Seven Israelis on trial for fake French minister Le Drian scam

4 February 2020

BBC — Seven alleged fraudsters are going on trial in Paris accused of impersonating a French minister to trick wealthy victims out of more than €50m (£42m).

Investigators say the scam involved a fake Jean-Yves Le Drian — now French foreign minister — requesting funds by phone and Skype for a “secret mission”.

The alleged masterminds are two Franco-Israelis: Gilbert Chikli, 54, and Anthony Lasarevitsch, 35.

Ismaili Muslim leader the Aga Khan and a Turkish tycoon were allegedly conned.

At the time Mr Le Drian was defence minister and not especially well known internationally – a fact that apparently made the fake more believable. The money was often said to be for ransom payments to hostage-takers, or anti-terror operations.

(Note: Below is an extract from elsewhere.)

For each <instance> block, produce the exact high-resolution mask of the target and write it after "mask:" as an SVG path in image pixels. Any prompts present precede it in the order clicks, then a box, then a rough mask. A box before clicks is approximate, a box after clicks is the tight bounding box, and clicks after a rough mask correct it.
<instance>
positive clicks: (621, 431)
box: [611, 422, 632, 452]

In meetings arranged on Skype, one of the the fraudsters wore a custom-made Le Drian mask and sat in a facsimile of Le Drian’s ministerial office, complete with flags and a portrait of then-President François Hollande.

The gang allegedly approached more than 150 prominent figures and organisations in 2015-2016, including King Philippe of Belgium, Gabonese President Ali Bongo, the CEO of the Lafarge cement company, church leaders and charities. In all but a few cases the targets did not fall for the gang’s hoax.

The two chief suspects were extradited to France from Ukraine in 2017.

Mr Chikli and Mr Lasarevitsch deny the charges. According to Mr Chikli, somebody else carried out the fake Le Drian scam.

The Aga Khan parted with €20m, AFP news agency reports, €7.7m of which could not be recovered. Turkish businessman Inan Kirac allegedly wired more than €47m, and Château Margaux vineyards lost €3m.

Prosecutors say evidence was found on the mobile phones of Mr Chikli and Mr Lasarevitsch, after their arrest in Ukraine, suggesting that they planned to impersonate Prince Albert II of Monaco next. There were mobile phone pictures of a silicone mask of Prince Albert.

Six of the seven defendants are charged in connection with both the Le Drian hoax and the Prince Albert plot.

In a French TV interview in 2010, Mr Chikli described previous scams, saying “you’ve either got the gift or you haven’t, it’s like famous actors.